Friday, April 22, 2022

Monkey Mind

 

 


 

“Monkey mind or mind monkey, from the Chinese compound xīnyuán and the Sino-Japanese compound shin'en 心猿 [lit. "heart-/mind-monkey"], is a Buddhist term meaning "unsettled; restless; capricious; whimsical; fanciful; inconstant; confused; indecisive; uncontrollable".” – Wikipedia

Can you figure out how many things are going on in your head at the same time?  My mind is a circus, most times.  As |I age, I find that I slip up, get clumsy, do not think full developed thoughts all the time.  Once, I was your typical type A personality and could multi-task easily.  Not any more.  But yet, Critical Inner voice (Evil Inner witch) is voicing her run-on chatter critiquing everything I am physically doing.  My heart is retracing feelings from the week before through into dreams of tomorrow.  My soul is pulsing with sorrow that lingers.  All this in a millisecond of time.  The only thing Present is whatever it is I am physically doing.  I am rote and detached, physically, in some way, from the circus going on in my head.

I cannot take a break, typically, and write down all the thoughts in my head.  I am a list-maker, but the list of things I need to do is in my head.  My Dr. said it was a type of OCD.  If that list gets disrupted, I can lose focus and I cannot do what I am focusing on, physically.  I set a time that I can be interrupted, fully.  (Do not ask me to do something big until 10 am.)  At ten, I begin working on my list.  Until then, I blog, do some art prep for the day, set my list, and begin.  There is always background noise on top of it all.  I cannot sleep without the television yammering on and the lights flashing different values.  My full brother is the same.  We need that background noise and lights.  It must be something genetic.  We are both mental lsit-makers and keepers.  We need to be physically engaged from the time we wake up, but for a time, we are organizing things and then, on top of that is the EIW making her comments, constantly. 

I know that I can feel anxious or annoyed if something disrupts that hour or so in the morning.  I am committed to the list by ten am and that can leave time for moving off the list for some adventure of some kind.  It has taken years for me to switch off the list and go do something on the spur of the moment.  I always enjoy the interruption but, yet, it feels like an interruption until my list is completed.

Right now, in my head, I am writing this blog, but I am planning brunch for my brother and his wife who, one day, decided to come here, and were here the next day.  Brunch will be chicken sandwiches and grapes and a breakfast salad.  After that, we will go to a tourist place they want to see.  After that, I need to get my prescription to the drugstore.  Then, the rest of the day is open to adventure.  The only critical ‘thinking’ time is in the mornings. 

Perhaps I keep my monkey thinking going because do not want negative thinking to happen.  When I find negative thinking happen, I gt busy on my list in my head because that will distract me.  Of course, there is a time and place to allow my monkey mind to go ‘there’.  If I do, it is purposeful, and perhaps I intellectualize that kind of thinking.  I make a list of those negative thoughts.  Yes, I commit it all to paper and then I work through them.  I chose the time and space.  Sometimes we need to heal those things to hush them.  Acknowledging them will help such thoughts dissipate.  I really take some time to ‘think’ on each negative thought until I feel them begin to extinguish.  It gives me such a sense of empowerment to do so.  The chattering about some negative things seems to become a whisper and eventually I do not think that particular negative thought again.  It sounds easy, doesn’t it?  Well, it can happen that, in the moments of working on a negative thought, you can sweat blood and cry volumes of tears.  But, the soul will cleanse itself and there is, as I said, a sense of such empowerment.  Understanding oneself is empowerment.  No one else can do the work for you.  Understanding what emotions are attached to a negative thought will set you free of it.  Know the WHY of it and it will extinguish the inner anguish that negative thoughts can bring.  It is harder work to allow the negative thinking than it is to stop it.

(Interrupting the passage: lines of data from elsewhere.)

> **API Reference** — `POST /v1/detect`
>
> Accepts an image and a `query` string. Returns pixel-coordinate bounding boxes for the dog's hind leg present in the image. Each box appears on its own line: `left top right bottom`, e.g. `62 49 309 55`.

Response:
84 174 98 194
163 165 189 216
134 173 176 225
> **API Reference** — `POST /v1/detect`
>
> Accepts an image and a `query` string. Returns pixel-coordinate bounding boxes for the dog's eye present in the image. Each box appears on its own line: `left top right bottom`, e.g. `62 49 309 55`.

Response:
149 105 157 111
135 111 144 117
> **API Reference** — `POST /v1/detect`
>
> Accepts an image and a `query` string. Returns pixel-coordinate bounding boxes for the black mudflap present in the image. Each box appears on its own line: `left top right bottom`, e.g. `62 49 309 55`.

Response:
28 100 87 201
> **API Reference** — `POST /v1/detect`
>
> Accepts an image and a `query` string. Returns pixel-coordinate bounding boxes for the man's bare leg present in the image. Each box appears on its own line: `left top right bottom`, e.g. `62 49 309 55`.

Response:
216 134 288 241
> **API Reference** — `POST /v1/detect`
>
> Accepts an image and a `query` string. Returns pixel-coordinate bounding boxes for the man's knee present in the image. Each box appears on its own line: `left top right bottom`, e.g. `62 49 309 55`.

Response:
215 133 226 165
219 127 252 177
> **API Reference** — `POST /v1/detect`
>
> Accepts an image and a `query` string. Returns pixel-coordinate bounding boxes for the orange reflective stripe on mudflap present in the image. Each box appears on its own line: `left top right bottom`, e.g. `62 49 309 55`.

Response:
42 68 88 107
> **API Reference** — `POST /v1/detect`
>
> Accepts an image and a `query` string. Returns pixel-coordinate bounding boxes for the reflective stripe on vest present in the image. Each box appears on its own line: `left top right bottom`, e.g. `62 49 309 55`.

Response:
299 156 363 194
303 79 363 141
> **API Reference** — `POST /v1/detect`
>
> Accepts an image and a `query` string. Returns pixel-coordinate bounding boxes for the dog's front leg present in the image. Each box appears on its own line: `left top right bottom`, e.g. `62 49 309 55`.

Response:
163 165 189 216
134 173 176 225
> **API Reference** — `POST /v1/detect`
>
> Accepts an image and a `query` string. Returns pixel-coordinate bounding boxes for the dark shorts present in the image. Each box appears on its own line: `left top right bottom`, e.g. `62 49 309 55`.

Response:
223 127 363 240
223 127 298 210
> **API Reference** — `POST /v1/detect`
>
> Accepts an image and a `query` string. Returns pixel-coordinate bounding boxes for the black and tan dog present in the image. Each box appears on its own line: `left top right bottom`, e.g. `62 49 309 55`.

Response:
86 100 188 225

During covid, I got a lot of monkey mind things taken care of.  I had the time and space and I am understanding that as I age, I need to stop and think things through.  There is a great deal more immediate things happening that need to be thought of.  For instance, I spend much time during the day on Body thoughts.  I have to remember to take my medication.  Diabetes defines a great deal of list-making as I conquer the side effects of spikes and lows and food-driven problems.  My lists in my head become more about things that I have to do, not should, would, could do. 

Do you have a Monkey Mind and what have you done to hush it?